The race that never was

MAY Disappearing Mestizo A4The Disappearing Mestizo: Configuring Difference in the Colonial New Kingdom of Granada
Joanne Rappaport
2014, Duke University Press
352 pages, paperback

THE central problem in the study of race is that it doesn’t exist. This is a dilemma that all scholars in the social sciences both recognise, yet must ignore. Race is ascribed, a label, albeit one with momentous power in society that results in a very real sense in racism.

Much the same can be said of ethnicity, a category of context determined as much by circumstances and social forces as superficial physiognomy or even shared cultural patterns of behaviour.

Given the elusive definitions of race and ethnicity and the hierarchies that they are employed to determine, such as caste, scholars resort when studying the composition of society and the groups that compete within it to the mechanisms of labelling and identification that are applied for whatever nefarious purpose by structures of power.

It is for this reason that self-identification has become so important, deferring decisions about belonging and identity to the subject itself in a way that offers the social scientist a form of absolution from the sin of ascription, but also allows them ultimately to evade the issue itself.

Joanne Rappaport’s refreshing and pioneering study, The Disappearing Mestizo, is an honest approach to the dilemma of what she calls “classifying the unclassifiable”. While applied to colonial society in what is now Colombia, her book contains important lessons for the entire study of socioracial hierarchies in the Americas. That is because it concentrates overwhelmingly on her subjects’ own experiences and how they classified themselves at key moments in their lives.

By constructing detailed ethnographic “vignettes” of a small number of people, Rappaport is able, in her own words, to balance the multiple ways in which they negotiated their identities, instead of focusing exclusively on socioracial categories; “in other words, through ethnography I have been able to document processes of identification in place of concentrating on the labels – which are situational, temporary …” There is something very refreshing about this approach.

She writes: “The people who populate my ethnographic vignettes are not easily classifiable. They move between identities in myriad ways. Sometimes these individuals are identified as mestizos; at other times they project an unmarked identity that slips imperceptibly into the Spanish slot. Some of them are described physically as mulattos but classified as Indians; others are said to ‘look like’ mestizos, whereas they demand recognition of Indian status; and still others do not appear to conform physiognomically to a single category. At times they opt for identification according to occupation instead of calidad. Their indeterminacy is precisely what makes them mestizos.” [p 229]

Her choice of region is also significant, stepping outside the core colonial centres of power, Peru and Mexico, from where a more rigid understanding of mestizaje has been forged, often for ulterior ideological motives.
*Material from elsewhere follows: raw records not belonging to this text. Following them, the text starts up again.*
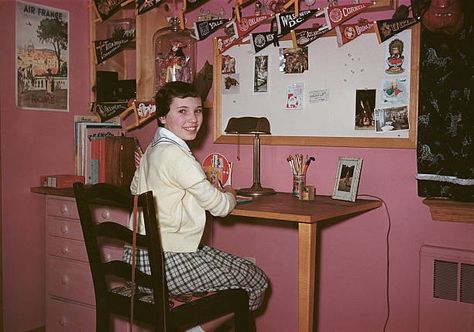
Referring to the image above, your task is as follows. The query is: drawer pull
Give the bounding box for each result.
[59,317,67,326]
[61,204,69,216]
[61,275,69,286]
[61,225,69,234]
[102,210,110,220]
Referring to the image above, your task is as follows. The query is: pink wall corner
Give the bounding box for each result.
[0,0,89,331]
[189,0,474,332]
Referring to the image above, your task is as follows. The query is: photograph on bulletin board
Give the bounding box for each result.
[16,2,69,112]
[214,22,420,148]
[202,153,232,188]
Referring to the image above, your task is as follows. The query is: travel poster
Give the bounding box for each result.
[16,2,69,112]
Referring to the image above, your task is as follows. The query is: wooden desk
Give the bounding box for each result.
[231,193,382,332]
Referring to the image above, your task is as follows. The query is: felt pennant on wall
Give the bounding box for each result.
[374,17,420,44]
[94,29,135,64]
[336,20,374,47]
[276,9,324,36]
[183,0,209,13]
[327,2,372,29]
[216,15,272,53]
[136,0,164,15]
[193,18,229,40]
[250,32,278,53]
[291,26,329,47]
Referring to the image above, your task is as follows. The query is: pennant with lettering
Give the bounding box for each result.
[336,20,374,47]
[135,0,164,15]
[193,18,229,40]
[250,32,278,53]
[276,9,324,36]
[327,2,372,29]
[120,100,156,132]
[374,17,420,44]
[183,0,209,13]
[217,14,272,53]
[291,25,330,48]
[91,101,130,122]
[94,29,135,64]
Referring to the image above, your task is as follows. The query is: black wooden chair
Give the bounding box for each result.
[74,183,253,332]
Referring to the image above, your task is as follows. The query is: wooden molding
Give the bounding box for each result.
[423,198,474,224]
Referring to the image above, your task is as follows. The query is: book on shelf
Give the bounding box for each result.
[75,122,122,184]
[40,174,85,189]
[89,136,136,187]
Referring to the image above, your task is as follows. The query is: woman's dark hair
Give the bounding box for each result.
[155,81,201,122]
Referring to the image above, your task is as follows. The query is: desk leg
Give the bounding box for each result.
[298,223,316,332]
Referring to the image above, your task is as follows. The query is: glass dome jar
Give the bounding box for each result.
[153,17,196,93]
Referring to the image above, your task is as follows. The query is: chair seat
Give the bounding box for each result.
[110,285,216,308]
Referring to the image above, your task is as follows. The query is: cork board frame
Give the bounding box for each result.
[213,25,420,148]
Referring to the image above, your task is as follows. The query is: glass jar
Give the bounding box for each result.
[153,17,196,93]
The author places centre stage what she calls a “neither-nor” persona of the mestizo, instead of the apparently more stable identities of Indian, Spaniard and African at the heart of most studies of race in Spanish America. She points out that if mestizo is such a volatile label, we may also be in error when we speak of the categories of Spaniard, African and Indian. Everything is up for grabs.

The Disappearing Mestizo is a work of note for challenging the models by which scholars of colonial Latin America have proceeded and for highlighting how these fail to capture the lived experience of real people. It is important, because it puts under real scrutiny received ideas about the fixity of racial and ethnic labels by which this period in history has been studied.

But it is more than that: Rappaport’s book taps into a broader contemporary Zeitgeist by which racial and ethnic categories are being revisited, reconstructed and reclaimed, from recent violence in the US over the mistreatment of blacks by police to the political turmoil over nationalism and immigration in the UK that has as its sub-text white, and in particular English, confusion about race and ethnicity deriving from tectonic political and cultural change.

As the commentator Myriam Francois-Cerrah recently wrote in the New Statesman, “We need a conversation about race – let’s start with the problem of ‘whiteness’.”